Music

Kev Decor bills his new mixtape LV BN BRK as a project, which seems to be accurate. It’s mostly a collection of singles (“4$”, “BANG”, and “Cuckoo” have all been released independently) and scraps hobbled together under an album cover, but that’s fitting considering the multitude of styles Decor experiments with over the course of the album

On LV BN BRK, a disemvoweled stand-in for “love bein’ broke,” the New Jersey rapper tours the aesthetics of T-Pain (“Wartah”), CLPPNG (“Thin Line”), the Weeknd (“Hooked”), Kanye West (“Would Trees”), and  Young Thug (4$). The style switching is a little dizzying, as the production follows the vocals with each jump, but mixtapes are a good field to experiment in. From what it sounds like, Decor is still searching for a refined style, and LV BN BRK certainly gets him closer to that initiative. Either way, he’s certainly having a good time playing with his own elasticity.

Decor’s production (which appears on every track, though he gets ups from Lunatic and Victor Tavarez) eschews most of the traditions of song structure, adopting the split personality of his rhymes. At times, like in “Thin Line,” he samples soul records before working in a wispy Auto-Tune line that darkens the source material. Album closer “Superstah” sprawls even wider to work the excessive hook of “don’t be afraid of shit” into the beat before disintegrating down to pure hi-hats and bass and resurfacing in a glitch.

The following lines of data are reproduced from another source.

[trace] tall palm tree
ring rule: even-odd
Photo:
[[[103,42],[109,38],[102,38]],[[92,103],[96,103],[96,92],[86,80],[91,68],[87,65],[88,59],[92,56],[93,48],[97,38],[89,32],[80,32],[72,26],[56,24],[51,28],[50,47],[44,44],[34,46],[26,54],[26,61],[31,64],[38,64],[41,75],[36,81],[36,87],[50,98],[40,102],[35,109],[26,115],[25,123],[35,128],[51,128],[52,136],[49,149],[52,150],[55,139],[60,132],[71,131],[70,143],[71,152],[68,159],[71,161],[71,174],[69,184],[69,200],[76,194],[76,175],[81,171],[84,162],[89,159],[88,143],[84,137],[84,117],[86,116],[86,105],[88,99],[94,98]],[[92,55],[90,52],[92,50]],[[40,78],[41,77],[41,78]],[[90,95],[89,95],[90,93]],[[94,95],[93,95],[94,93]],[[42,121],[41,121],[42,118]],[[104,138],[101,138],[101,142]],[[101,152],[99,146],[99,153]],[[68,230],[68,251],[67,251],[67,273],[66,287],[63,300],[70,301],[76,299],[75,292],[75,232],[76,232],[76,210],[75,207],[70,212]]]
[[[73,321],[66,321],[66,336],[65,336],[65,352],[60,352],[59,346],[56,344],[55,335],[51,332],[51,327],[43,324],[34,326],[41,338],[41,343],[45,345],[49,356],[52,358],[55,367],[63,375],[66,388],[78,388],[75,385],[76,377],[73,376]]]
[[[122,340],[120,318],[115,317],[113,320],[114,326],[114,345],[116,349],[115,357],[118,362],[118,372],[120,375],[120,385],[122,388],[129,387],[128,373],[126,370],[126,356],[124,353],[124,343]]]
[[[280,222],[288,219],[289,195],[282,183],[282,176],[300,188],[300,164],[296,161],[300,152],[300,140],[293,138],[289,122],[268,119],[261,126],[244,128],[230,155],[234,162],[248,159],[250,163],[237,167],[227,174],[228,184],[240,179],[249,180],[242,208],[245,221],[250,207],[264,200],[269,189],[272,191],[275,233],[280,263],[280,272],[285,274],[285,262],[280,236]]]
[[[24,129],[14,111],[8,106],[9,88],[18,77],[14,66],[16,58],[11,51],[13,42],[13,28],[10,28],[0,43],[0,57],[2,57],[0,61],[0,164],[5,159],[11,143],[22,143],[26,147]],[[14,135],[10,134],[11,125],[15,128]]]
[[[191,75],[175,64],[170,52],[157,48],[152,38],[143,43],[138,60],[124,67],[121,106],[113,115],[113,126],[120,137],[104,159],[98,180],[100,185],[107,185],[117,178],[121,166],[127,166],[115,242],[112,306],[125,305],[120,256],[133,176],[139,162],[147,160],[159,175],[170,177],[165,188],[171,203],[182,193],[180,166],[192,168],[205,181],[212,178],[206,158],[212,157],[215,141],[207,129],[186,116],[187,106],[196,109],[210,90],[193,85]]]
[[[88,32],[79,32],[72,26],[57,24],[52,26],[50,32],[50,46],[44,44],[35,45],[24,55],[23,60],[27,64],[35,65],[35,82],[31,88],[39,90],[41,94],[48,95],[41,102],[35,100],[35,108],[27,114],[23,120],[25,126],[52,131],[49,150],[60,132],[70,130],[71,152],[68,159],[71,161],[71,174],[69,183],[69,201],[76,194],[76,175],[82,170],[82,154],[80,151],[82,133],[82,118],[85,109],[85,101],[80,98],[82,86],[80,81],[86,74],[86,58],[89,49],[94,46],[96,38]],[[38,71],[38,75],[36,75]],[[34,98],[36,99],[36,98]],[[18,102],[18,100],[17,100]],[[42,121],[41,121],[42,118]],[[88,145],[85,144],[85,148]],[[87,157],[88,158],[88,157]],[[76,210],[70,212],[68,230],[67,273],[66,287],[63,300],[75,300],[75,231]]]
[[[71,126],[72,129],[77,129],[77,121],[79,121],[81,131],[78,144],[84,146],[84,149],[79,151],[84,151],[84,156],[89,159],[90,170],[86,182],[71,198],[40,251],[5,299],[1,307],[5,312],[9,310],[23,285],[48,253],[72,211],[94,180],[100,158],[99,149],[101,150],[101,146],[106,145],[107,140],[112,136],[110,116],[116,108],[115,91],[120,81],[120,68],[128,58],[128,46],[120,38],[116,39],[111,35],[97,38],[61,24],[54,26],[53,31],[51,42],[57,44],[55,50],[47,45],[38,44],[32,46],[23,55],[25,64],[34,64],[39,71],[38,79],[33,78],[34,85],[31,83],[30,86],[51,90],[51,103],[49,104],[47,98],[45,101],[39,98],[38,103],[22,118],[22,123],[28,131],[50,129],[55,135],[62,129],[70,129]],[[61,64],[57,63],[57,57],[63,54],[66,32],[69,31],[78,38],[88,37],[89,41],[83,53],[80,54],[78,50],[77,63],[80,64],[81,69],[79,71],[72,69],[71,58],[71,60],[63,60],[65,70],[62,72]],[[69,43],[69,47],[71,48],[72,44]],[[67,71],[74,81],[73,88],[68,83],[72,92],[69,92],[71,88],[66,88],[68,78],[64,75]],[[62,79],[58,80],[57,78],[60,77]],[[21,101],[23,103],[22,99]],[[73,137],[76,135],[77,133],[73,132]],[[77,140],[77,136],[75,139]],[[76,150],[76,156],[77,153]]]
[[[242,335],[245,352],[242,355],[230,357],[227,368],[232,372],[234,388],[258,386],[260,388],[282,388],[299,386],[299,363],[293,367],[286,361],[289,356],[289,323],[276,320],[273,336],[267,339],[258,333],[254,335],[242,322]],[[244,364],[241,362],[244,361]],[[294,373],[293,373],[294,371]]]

The title track “LV BN BRK” is far and away the tape’s highlights. Decor begins with a Tyler, the Creator-like snarl that transforms into an anthem about how he revels in the come-up. He tries on a lean-rap affectation at some points, even borrowing West’s 808’s-era vocoder for the interlude. This is the one instance in which the schizophrenia really pays off. Instead of sounding like a poorly edited mashup, he comes off as the voice of the hip-hop industry as a whole, embroiling all the popular facers of the genre into an empowering expression of the struggle.

It’s jarring, sure, and there are spots (all of “Wartah”) that are too grating to really enjoy, but there’s a lot to be said about the depth of Decor’s ambition. There’s on pigeonhole large enough to fit the capricious rapper, and that’s a concerted effort I can appreciate. Especially when it comes without a price tag.